Clément : Déjà il faut préciser que si l’EP s’appelle Nameless c’est parce qu’on n’avait toujours pas d’idées pour le nom et qu’on a recroisé par hasard notre prof d’anglais…
Maxime : On a fait un premier album rock, très brut au niveau des sonorités, et on avait envie d’autre chose.  Pour cet EP on a évolué, on est allé beaucoup plus loin dans la recherche sonore.
Alexandre : On a essayé de garder notre valeur principale, à savoir les belles mélodies, sauf qu’en plus on a fait un très gros travail de studio afin de rendre notre musique identifiable.
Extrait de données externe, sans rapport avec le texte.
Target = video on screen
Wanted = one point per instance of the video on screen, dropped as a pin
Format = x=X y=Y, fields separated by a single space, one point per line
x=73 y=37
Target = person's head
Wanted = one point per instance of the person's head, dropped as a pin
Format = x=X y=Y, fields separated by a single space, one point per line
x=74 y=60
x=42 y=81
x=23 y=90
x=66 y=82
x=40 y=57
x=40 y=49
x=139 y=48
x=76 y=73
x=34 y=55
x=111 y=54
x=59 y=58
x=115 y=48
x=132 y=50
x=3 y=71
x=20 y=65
Julien : On peut également dire que l’EP a un petit côté rétro-moderne.
 
"ON S’INSPIRE BEAUCOUP DE DIRE STRAITS, SUPERTRAMP, BLUR, BLONDIE, BRIAN ENO, BOWIE…"
 
Le côté rétro, vous le mettez clairement en avant, ne serait-ce que par la manière de vous habiller, vous êtes de vrais dandys !
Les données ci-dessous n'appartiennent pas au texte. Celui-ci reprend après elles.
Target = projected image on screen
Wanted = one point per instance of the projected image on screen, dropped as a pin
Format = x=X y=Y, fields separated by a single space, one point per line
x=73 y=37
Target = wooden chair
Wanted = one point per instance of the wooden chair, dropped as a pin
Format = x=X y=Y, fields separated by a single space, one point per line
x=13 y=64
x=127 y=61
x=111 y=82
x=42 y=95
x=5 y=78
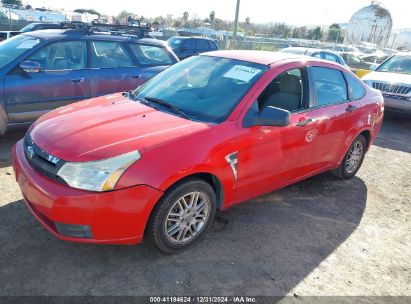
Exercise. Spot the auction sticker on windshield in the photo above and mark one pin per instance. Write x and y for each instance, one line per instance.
(242, 72)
Maxime : Je ne vois pas de quoi tu parles…
Julien : Effectivement, on apprécie être bien habillés et on revendique assez notre petit côté british.
Alexandre : Ça vient aussi de nos influences. On s’inspire beaucoup de Dire Straits, de Supertramp, de Blur, de Blondie, de Brian Eno, de Bowie…
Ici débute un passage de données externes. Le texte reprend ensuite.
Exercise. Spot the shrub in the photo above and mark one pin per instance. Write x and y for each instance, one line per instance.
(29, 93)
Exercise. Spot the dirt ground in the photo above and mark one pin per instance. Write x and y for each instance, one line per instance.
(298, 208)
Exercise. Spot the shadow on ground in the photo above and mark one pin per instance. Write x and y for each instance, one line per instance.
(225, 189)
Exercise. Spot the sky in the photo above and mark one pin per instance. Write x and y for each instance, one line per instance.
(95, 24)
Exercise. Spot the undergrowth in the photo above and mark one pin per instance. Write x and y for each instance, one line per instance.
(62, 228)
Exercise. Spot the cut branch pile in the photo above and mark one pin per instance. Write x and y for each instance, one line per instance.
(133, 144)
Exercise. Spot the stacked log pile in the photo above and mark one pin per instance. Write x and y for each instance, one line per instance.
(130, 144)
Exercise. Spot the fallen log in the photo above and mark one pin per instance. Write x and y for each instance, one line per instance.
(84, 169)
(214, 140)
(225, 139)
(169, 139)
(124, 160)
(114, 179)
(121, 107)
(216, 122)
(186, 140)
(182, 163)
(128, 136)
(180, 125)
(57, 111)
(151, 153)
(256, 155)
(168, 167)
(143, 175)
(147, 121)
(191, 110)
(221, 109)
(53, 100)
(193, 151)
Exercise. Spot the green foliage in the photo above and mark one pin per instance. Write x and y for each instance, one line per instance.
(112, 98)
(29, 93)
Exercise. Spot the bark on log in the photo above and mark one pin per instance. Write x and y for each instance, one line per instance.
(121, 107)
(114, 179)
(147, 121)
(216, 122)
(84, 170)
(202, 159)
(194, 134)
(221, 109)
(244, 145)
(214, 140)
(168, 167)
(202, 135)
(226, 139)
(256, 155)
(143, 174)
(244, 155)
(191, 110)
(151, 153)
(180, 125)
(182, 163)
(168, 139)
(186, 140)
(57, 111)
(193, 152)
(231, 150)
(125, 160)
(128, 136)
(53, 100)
Clément : Mais comme dit Julien on est aussi modernes dans le sens où on écoute Aeroplane, Ratatat et pas mal d’électro.
 
Vous aimeriez faire des collaborations électro ?
Maxime : On adorerait !

Est-ce que vous pouvez nous raconter l’histoire du morceau Angelina ?
Clément : En fait cet hiver on a fait une tournée à la montagne et, quand on est arrivés dans la station de Val Thorens pour un concert, on s’est aperçus qu’on était tombés en pleine "Semaine danoise". Contexte : des Danoises partout, dès qu’on allait quelques part on tombait sur des filles toutes plus belles les unes que les autres. Le problème, bien évidemment, c’est qu’on était en concurrence avec des Danois de 2m de haut, pas du genre moches, et que les filles étaient complètement inaccessibles… Du coup on s’est dit "Est-ce qu’on n’écrirait pas une chanson sur ce fantasme de la nana intouchable, celle qui fait rêver tous les mecs mais qui est impossible à approcher ? "
 

 
Et pourquoi Angelina comme prénom, c’est en référence à Angelina Jolie, qui fait partie de la catégorie des "femmes intouchables" ?
Julien : Il y a bien sûr une référence à Angelina Jolie, on ne peut pas dire qu’on n’y a pas pensé, mais ce n’est pas pour cela qu’on a choisi ce prénom. Ça s’est fait tout seul en fait.
 
Le clip de votre titre Hero a été tourné à la piscine Molitor, une sacrée chance !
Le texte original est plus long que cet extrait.